No, at least in the situation where you have a second/new CA, you can still use the expiring CA as both will be trusted for client certs.
I once created a new CA with longer expiration and 4096 bit keys (which can be considered more secure), and configured new clients to get a certificate from the new CA. But both CA's were trusted, and clients could have certificates from either CA.
After some testing, I conclude that in fact it does not make a difference at all, as if you renew your existing CA, an additional entry of the Root CA will be created in the trust list:
It might be that the root has the same key-pair, but that does not matter either.
As soon as the old CA will expire, all certificates signed by that CA are likely to become invalid; and by that time your clients need to be re-onboarded and have a client certificate that is signed by a still valid CA that is in the trust list. If we had created a new CA, it would be similar, just the naming is different.
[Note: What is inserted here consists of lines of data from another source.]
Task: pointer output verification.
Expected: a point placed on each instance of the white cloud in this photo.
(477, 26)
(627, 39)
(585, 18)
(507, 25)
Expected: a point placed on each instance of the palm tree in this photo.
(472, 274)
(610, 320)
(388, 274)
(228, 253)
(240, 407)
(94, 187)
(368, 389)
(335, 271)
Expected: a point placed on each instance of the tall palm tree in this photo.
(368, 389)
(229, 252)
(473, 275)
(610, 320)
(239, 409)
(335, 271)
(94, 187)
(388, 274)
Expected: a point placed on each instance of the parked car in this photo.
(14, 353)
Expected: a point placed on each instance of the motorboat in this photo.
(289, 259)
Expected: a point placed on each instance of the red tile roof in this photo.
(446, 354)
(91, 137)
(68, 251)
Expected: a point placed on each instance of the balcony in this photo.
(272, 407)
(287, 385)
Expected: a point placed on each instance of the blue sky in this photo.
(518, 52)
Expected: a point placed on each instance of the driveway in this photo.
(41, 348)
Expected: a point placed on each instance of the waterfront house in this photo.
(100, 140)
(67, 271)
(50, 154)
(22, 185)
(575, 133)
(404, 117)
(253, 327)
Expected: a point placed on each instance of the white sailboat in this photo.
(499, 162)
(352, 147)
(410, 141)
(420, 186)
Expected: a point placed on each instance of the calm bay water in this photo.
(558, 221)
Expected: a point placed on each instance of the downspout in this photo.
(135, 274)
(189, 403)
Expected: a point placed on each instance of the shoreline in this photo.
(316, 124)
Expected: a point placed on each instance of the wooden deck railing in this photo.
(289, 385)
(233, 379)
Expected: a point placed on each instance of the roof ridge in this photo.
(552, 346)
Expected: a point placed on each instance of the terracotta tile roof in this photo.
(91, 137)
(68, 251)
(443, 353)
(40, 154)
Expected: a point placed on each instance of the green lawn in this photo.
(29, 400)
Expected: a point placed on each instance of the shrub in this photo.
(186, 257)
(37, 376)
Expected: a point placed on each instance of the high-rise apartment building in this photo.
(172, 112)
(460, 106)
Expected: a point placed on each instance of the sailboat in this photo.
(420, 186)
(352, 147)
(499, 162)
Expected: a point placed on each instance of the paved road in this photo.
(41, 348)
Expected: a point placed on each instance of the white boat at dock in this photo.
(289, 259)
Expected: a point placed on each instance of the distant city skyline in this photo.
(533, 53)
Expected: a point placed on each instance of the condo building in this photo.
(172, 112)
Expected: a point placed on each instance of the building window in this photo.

My choice would be to create a new CA, and name it different as well to ease troubleshooting. If the signing CA has a different name, you can quickly see if clients have a cert from the old, or from the new CA. If you renew, you cannot easily see as the naming is the same.
You are likely to need onboard all clients before the existing CA expires, regardless the choice renew CA or create a new CA. As the current CA is likely to have a short running time, and I could not find a way to change the expiration period when renewing, I would go for a new CA and set the expiration of the root CA to 10, 15 or 20 years (and take the highest possible when in doubt).
For official advice, please contact Aruba TAC as they can look with you to your system and get a better view of your case.